When I was in middle school we used to always shop at a wholesale place-
And we would always buy the orange colored
Trident Tropical Twist Gum I would chew it while staring at the black scratchiness of the square fire-proof-coating-coated surfaces of the science tables, arranged in square islands around the room. And pop one in my mouth in the locker room before a “fun run”(mile run) in gym class. And chew some while reading a book at Barnes and Noble after buying lunch at Giant. (Maybe that’s how I got so used to the cold- I would eat (cold) lunchables on a bench by Giant on very windy winter days.) And share it in the hot summer mornings (after getting off the bus, sitting/crowded in the cafeteria waiting for school to start) at the end of 7th and 8th grade with my best friends as we sat in our shorts and t-shirts, anticipating the and of the year field trips.

We hadn’t bought the gum in a while, but today I got some again again- and as everyone knows taste would be very bland without smell. So I inadvertently smelled the gum as I was unwrapping it and all the memories flooded back. Ahh carefree middle school. I didn’t like it then but I sure look back at those days wistfully now. Maybe I wouldn’t exchange my life now for my life then, but it sure would be nice to live it again.

Merry Christmas

Merry Christmas everyone!
I’m going to pretend it isn’t technically 12/26 right now ; )
My brother I had a great holiday…
I got a replacement Wii from my mom and DDR 3 ^^ as well as some souvenirs from her trips to Paris and India. My brother got 2 Wii games and an assortment of toys. Some friends from church came over and we played a card game, similar to bridge, that all the Chinese adults seem to be obsessed with. We also went to see the new Alvin and the Chipmunks movie.
I also did some more SAT practice (bleh)… can’t wait until that’s over

New Phone

Hurray I finally got a new phone. It is the LG env touch that I had turned into an obsession, however it does seem to be everything that I had hoped.
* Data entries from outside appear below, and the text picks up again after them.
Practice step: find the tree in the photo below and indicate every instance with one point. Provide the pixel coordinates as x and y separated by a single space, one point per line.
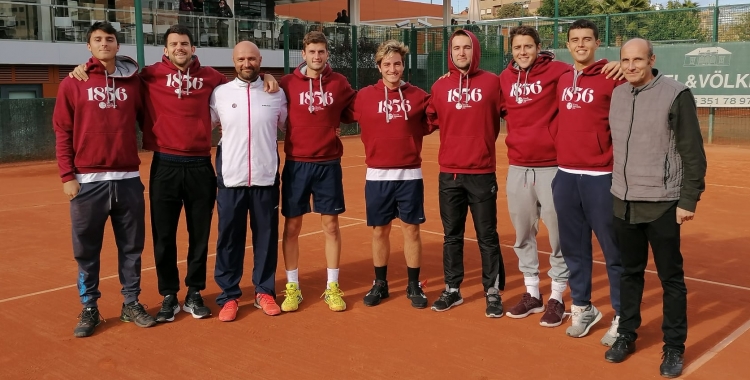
512 10
683 25
567 8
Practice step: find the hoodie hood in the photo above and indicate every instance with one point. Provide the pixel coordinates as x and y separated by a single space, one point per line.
318 82
396 93
476 54
125 67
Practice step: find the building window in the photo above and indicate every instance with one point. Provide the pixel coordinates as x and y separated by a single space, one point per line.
20 91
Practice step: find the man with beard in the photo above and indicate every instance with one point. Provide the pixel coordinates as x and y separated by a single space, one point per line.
247 164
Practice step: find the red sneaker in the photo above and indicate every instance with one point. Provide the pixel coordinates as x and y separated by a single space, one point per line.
267 304
229 311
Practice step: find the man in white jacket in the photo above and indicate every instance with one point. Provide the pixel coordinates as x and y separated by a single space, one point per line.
247 165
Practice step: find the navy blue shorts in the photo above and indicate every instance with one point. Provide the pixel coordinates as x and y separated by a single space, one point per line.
388 200
322 180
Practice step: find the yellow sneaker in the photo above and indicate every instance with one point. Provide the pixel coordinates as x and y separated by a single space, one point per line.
334 297
293 297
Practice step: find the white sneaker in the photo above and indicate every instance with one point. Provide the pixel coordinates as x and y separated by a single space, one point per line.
611 335
584 317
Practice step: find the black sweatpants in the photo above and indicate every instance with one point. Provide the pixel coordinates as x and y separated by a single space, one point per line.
664 236
123 202
458 194
172 186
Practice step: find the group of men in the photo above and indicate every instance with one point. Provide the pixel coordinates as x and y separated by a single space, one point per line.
587 153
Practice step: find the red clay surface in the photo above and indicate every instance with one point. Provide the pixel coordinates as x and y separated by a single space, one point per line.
39 303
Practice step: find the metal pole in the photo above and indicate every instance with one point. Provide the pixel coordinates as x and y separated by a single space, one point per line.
557 15
285 30
140 52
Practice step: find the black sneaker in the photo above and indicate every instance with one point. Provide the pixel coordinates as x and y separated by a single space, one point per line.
620 350
135 312
415 293
194 305
494 304
447 300
89 319
169 307
378 292
671 363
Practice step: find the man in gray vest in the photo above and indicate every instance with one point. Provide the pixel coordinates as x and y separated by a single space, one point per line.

I was deflated when informed that there would be a mandatory 9.99 data plan added, however that means I can check my email/browse/watch youtube videos on the high resolution screen whenever I want. Yay! The downside is that I had to put the rest of my summer money and the christmas money into it, for a total of like 250 dollars. However fortunatly he phone also serves as a really great digital camera- it shoots great landscapes- that I can actually transfer photos off of. So in conclusion- yay!

Loft Bed with Slide

I want a loft bed with a slide by FLEXA. You can say it’s childish, however the physics teacher at our school who went to MIT then Harvard and was an aerospace engineer likes teenage mutant ninja turtles and WB classic saturday morning cartoons. I think too many accessories might mess with the balance in my room, but check this out- the basic structure is pretty cool

A loft platform bed with slide. I measured my room and it will fit very nicely. I can also fulfill my vision of sliding out of bed in the morning.